Unlike the rest of Ireland, which is known for being green, the Connemara landscape is characterized by a myriad of hues including oranges, purples, grays and browns, said Sinead O’Sullivan, co-owner of a Galway-based estate agency. Matt O’Sullivan. The coast is rugged, remote and contains small uninhabited islands. “When you drive or walk along the roads, you can see white dots of sheep in the hills, crumbling stone walls from the early 1800s and cascading waterfalls,” she said. “But you can go miles before you see another soul.

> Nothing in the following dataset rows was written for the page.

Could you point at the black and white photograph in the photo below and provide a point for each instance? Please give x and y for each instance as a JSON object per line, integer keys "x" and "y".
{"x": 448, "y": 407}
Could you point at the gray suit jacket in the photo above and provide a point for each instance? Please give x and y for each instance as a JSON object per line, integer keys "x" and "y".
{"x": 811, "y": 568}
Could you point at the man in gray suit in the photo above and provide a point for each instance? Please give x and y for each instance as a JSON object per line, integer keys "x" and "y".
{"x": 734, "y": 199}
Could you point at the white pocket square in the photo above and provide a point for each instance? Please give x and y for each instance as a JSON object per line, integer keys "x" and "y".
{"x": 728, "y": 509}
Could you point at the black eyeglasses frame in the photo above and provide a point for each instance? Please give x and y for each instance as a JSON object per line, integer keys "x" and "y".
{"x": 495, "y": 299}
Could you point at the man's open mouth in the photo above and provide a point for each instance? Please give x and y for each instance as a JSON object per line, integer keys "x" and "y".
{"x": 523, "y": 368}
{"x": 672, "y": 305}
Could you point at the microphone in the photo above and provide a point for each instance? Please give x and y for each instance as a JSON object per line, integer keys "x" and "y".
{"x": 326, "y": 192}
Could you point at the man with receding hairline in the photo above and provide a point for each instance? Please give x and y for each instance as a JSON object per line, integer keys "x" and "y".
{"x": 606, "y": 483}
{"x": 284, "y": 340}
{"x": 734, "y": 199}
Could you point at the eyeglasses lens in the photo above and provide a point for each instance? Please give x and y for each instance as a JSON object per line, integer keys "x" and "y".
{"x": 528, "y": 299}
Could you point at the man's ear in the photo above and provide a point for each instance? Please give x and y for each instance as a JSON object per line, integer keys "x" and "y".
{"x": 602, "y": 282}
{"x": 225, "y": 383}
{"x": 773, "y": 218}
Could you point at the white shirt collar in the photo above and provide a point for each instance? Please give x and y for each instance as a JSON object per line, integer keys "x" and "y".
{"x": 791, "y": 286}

Connemara’s main towns include Clifden, a vibrant destination with markets, pubs and shops, and Ballyconneely, noted for its sandy beaches and Connemara Championship Golf Links. There is also Roundstone, a small fishing village that is famous for its water views and two beaches, Dog’s Bay and Gurteen Bay.
Most of the properties in the area are detached houses, either in villages or set back in the vast countryside. Ms O’Sullivan said it was a diverse mix, from new build energy efficient properties to 19th century cottages with their original outbuildings and other historic features.
Connemara is an affordable place to buy a waterfront home compared to the rest of Ireland, she said. “The more rural you are, the lower the prices can be,” Ms O’Sullivan said. A three-bedroom, 2,000-square-foot home on a half-acre to an acre lot — the average in the area — costs between $150,000 and $400,000, depending on its condition and location. These properties have gardens and owners can enjoy the benefits of privacy and luxury of space. Coastal properties in towns such as Clifden are definitely more expensive.
According to Ms O’Sullivan, in the wake of the pandemic, many Dublin residents have bought holiday homes or primary school homes in Connemara. Internationally, buyers include people from the United States, France, Germany and England.
Case in point is TamiJoy Miller, originally from Walla Walla, Washington and now a permanent resident of Connemara. Ms Miller said she had used her five-acre property in the village of Ballinakill – a 1850s stone cottage with views of the lake on one side and the Atlantic Ocean on the other – as a holiday home for several years. When the pandemic broke out, she decided to make it her main residence. “I wanted to live in a more remote environment and Connemara is an unspoilt, natural place,” she said. “I love the calm of the sea, the friendly locals and the open spaces. I’m lucky to call it home.”